As mãos, agarradas com força nos ferros da cama. Uma lágrima percorre lentamente a lateral do ouvido como uma música extensa e melancólica. Pálida, seus dentes cerrados tentam camuflar a dor. Dor de amor. De quem perdeu o amor. O maior amor do mundo. Gritos de desespero ecoam pelos corredores, suspiros ofegantes se ouvem dentro do quarto e o suor se funde às lágrimas que escorrem pelos peitos.

Ah, os peitos. Prontos para alimentar a vida que morava dentro dela. Tanta dedicação, tanto cuidado por quase sete meses. Uma vidinha prematura gerada por uma mulher madura que estava pronta, no seu momento máximo. Vida que veio e se foi antes do tempo.

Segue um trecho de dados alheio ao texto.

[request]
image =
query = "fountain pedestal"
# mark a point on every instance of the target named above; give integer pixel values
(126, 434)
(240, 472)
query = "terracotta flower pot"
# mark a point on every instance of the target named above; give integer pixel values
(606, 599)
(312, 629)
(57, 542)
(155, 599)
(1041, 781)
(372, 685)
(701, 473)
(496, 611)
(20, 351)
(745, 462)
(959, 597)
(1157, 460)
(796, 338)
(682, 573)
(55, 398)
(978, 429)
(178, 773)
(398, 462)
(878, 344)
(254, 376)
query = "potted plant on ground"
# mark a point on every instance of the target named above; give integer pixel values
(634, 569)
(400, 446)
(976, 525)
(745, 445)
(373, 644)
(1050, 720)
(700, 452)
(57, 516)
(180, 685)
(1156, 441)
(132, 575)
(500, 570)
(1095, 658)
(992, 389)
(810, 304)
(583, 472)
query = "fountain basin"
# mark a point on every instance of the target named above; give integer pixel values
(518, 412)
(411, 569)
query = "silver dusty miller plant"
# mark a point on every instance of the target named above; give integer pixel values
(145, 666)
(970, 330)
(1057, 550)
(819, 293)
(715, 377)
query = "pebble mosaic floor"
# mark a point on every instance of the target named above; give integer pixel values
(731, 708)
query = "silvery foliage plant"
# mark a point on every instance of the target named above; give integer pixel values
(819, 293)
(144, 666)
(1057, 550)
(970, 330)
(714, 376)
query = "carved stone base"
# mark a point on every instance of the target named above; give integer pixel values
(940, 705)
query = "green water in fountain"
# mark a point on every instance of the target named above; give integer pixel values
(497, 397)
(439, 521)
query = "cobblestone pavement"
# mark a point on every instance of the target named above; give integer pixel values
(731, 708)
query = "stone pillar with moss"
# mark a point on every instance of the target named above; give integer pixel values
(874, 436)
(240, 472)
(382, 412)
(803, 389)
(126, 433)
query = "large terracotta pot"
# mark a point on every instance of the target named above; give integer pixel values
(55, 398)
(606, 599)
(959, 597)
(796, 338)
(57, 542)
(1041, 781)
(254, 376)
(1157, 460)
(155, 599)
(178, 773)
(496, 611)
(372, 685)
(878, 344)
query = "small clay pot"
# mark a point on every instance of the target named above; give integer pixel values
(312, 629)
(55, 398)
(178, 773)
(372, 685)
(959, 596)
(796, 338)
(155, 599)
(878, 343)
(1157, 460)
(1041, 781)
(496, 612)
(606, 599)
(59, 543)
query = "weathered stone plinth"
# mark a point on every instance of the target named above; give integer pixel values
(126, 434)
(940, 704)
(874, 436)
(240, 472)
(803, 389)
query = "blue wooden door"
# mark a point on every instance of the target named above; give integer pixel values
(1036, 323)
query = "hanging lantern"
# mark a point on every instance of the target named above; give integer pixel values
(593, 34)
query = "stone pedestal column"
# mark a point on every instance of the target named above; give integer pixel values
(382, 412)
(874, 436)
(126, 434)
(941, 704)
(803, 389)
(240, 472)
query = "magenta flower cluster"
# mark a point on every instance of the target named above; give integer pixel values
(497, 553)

- Fizemos o possível, disse o médico raiz, um profissional empiricamente empático, que atira de lado sua máscara, seu crachá, seu diploma.

O bip de emergência tilinta pelo quarto. É o ruído padrão que anuncia o nascimento, mas também o fim.

Ela enxuga o rosto, corrige a postura, inspira e respira. Há motivação no seu olhar. A sua força se renova e seu corpo parece produzir imediatamente células regenerativas. Tal como uma formiga que tem seu ninho destruído e começa a reconstrução sem lamentar, essa mulher não vai desistir.